I think all the arts are more valued when times are difficult. People turn to artists to help interpret their feelings, to give them relief from sadness and grief, to create a shared environment where everyone can give way to their feelings. But music is different now. Then, almost all music making was communal in some way. There were no MP3 players that would let you have your own private concert. If you wanted to hear music, you had to go to a public place or be able to make it yourself. And then, even if you were in the privacy of your own home, others could hear you. Music was less omnipresent, and therefore perhaps more special and valued. I'm a little nostalgic for that, but I like having my own music as well as the next person, certainly. I guess it’s mainly a shift of balance between public and private.

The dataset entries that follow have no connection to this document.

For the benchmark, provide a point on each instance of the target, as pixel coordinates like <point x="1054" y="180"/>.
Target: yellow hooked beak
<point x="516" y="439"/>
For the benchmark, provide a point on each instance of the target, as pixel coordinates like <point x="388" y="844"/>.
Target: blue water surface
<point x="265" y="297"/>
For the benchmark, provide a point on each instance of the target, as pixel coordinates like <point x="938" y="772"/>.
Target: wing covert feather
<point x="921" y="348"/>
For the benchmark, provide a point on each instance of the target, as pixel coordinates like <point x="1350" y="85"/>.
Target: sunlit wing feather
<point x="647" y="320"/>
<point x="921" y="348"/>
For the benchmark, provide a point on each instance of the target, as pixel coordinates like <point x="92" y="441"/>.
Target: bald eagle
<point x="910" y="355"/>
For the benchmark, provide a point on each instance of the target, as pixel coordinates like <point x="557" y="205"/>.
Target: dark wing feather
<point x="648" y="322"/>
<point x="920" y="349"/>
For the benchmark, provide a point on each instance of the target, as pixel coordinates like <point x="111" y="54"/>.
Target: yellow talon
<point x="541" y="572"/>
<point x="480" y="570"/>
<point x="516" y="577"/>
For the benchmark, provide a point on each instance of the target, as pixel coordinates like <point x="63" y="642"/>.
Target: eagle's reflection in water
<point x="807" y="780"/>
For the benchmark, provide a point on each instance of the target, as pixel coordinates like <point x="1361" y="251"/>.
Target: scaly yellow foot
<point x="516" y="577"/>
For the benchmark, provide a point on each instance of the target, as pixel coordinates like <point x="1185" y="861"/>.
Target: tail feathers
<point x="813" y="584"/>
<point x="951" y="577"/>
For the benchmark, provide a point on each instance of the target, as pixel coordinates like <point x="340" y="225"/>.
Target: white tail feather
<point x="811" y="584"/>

Thank you again for your novel and for taking the time to do this interview! I enjoyed your book a great deal, and knowing that I would be interviewing you about it added some intensity and urgency to my own life and reading these past few days! Also, my step-mom is deep in the plot twists herself, around Pierre's first burglary attempt I think, and my dad might read it too after she's done. I can't speak for them, but I would very much enjoy reading "Elgar's Embrace", "Smetana's Smackeroo", and "Hanky-panky with Humperdinck" in the future (just kidding!)

I'm truly glad you enjoyed it. And thank you again for taking the time to ask me such good questions. I love being forced to think and ponder about what I've written. So much of the process can be unconscious at the time.

As to the other titles-- I'll let you know!